Top US officer snubs Biden, says China & Russia pose a greater threat than climate change

General Mark Milley, chairman of the Joint Chiefs of Staff, suggested that the president was speaking more loosely in regards to the nation’s greatest threats.

The Pentagon’s highest-ranking uniformed officer said Beijing and Moscow are the greatest threats to the United States, somewhat undercutting President Joe Biden, who recently put climate change at the top of the list.

Asked about Biden’s comment during a Senate committee hearing on Thursday, General Mark Milley, chairman of the Joint Chiefs of Staff, suggested that the president was speaking more loosely in regards to the nation’s greatest threats, instead naming two foreign ‘adversaries’.

“Climate change does impact, but the president is looking at a much broader angle than I am,” he said, responding to a question from Senator Kevin Cramer (R-North Dakota).

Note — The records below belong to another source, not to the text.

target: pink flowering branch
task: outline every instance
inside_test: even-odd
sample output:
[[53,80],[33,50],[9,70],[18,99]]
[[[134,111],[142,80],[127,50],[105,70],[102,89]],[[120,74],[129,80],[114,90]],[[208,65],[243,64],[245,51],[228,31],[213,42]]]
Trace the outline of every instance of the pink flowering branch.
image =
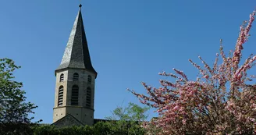
[[159,115],[144,123],[149,134],[256,134],[256,85],[247,83],[256,78],[247,75],[256,65],[256,55],[240,63],[254,16],[255,11],[240,27],[235,50],[228,56],[220,41],[222,59],[216,54],[212,68],[201,56],[201,66],[189,60],[199,72],[196,81],[173,69],[175,74],[159,75],[175,81],[160,80],[158,88],[142,83],[148,95],[128,89],[142,104],[154,107]]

Read more: Biden wants no conflict with China and Russia, seeks diplomacy instead

I’m looking at it from a strictly military standpoint. And from a strictly military standpoint, I’m putting China, Russia up there.

During a visit with American troops stationed in the UK on Wednesday, Biden recalled a previous discussion he had with senior Pentagon officials. “This is not a joke. You know what the Joint Chiefs told us the greatest threat facing America was? Global warming,” the president said.

He added, however, that the conversation took place soon after he became vice president under Barack Obama, meaning different officials were in place at the time, before Milley’s tenure as the chairman of the Joint Chiefs.

Former President Donald Trump also weighed in on Biden’s remark on Thursday, calling to terminate the Joint Chiefs over their advice on climate change, apparently under the impression it came from current officials.

“Biden just said that he was told by the Joint Chiefs of Staff that climate change is our greatest threat. If that is the case, and they actually said this, he ought to immediately fire the Joint Chiefs of Staff for being incompetent!” Trump said in a statement emailed to media outlets.

Despite downplaying the issue in comparison to foreign militaries, General Milley did, however, go on to say that the changing climate posed a “threat” and could have a “significant impact on military operations,” adding that “national security has a broad angle to it.”

Read more: US and China: What has changed with Biden Presidency?

Senator Cramer remained unconvinced, responding: “I just think it’s peculiar that the president would go to another continent and tell our service members there that the number-one threat is climate change, albeit a threat.”